BT’s previous significant reduction in workforce occurred in 2018 when the company announced its plan to eliminate 13,000 positions over a span of three years. This approach is not unique to BT, as other telecommunications companies in the UK, such as Vodafone, have also announced layoffs. Vodafone recently revealed its intention to cut 11,000 jobs over the course of three years, citing an anticipated decrease in free cash flow.”

BT Group announced on Thursday a 5% rise in adjusted core earnings, reaching £7.9 billion ($9.8 billion), for the fiscal year ending in March.
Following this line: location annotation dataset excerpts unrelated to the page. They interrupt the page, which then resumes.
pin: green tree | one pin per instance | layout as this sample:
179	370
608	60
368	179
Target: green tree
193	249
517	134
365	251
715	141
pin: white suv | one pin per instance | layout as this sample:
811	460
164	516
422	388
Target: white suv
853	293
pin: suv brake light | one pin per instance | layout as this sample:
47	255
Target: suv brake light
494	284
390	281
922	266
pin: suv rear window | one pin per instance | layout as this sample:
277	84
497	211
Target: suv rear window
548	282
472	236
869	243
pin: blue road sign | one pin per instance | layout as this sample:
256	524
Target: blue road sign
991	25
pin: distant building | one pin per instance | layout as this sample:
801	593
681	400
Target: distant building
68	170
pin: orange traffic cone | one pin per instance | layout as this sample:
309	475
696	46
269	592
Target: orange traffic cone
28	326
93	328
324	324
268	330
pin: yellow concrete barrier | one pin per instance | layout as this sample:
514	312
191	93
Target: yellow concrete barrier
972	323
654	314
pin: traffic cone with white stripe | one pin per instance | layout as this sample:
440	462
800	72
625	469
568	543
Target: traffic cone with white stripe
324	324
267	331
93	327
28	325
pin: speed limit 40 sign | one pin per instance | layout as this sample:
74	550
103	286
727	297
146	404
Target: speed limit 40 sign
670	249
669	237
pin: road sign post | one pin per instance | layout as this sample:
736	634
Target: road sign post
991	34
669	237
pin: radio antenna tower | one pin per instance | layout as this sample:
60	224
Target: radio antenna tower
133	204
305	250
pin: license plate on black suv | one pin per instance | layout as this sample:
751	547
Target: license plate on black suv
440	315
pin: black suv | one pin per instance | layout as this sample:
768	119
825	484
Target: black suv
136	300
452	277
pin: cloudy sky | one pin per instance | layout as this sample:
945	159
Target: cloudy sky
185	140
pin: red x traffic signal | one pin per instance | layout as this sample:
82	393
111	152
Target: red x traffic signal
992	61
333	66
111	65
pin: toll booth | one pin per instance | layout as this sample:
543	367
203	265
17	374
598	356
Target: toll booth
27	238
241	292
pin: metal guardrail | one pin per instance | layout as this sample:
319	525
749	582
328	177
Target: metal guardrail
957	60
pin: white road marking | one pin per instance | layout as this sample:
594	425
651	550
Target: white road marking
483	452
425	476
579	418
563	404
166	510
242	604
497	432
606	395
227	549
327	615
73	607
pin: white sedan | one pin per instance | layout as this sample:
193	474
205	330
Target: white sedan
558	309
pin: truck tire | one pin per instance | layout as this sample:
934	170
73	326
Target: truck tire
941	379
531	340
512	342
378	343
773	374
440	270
The company attributed this growth to the success of its Openreach network division and consumer services, which counterbalanced a decline in enterprise performance.

Despite a pre-tax profit of £1.73 billion, there was a 12% decrease primarily due to increased depreciation resulting from network expansions and unspecified specific items that were not elaborated upon.

The company projects that its pro forma EBITDA (earnings before interest, taxes, depreciation, and amortization) will increase in 2024. Additionally, it plans to allocate approximately £5 billion to £5.1 billion for capital expenditure.

During the period spanning the financial years 2024-2026, the company expects to greatly benefit from the UK Government’s full expensing scheme. As a result, it foresees not having to pay any cash taxes in the UK for the next three years.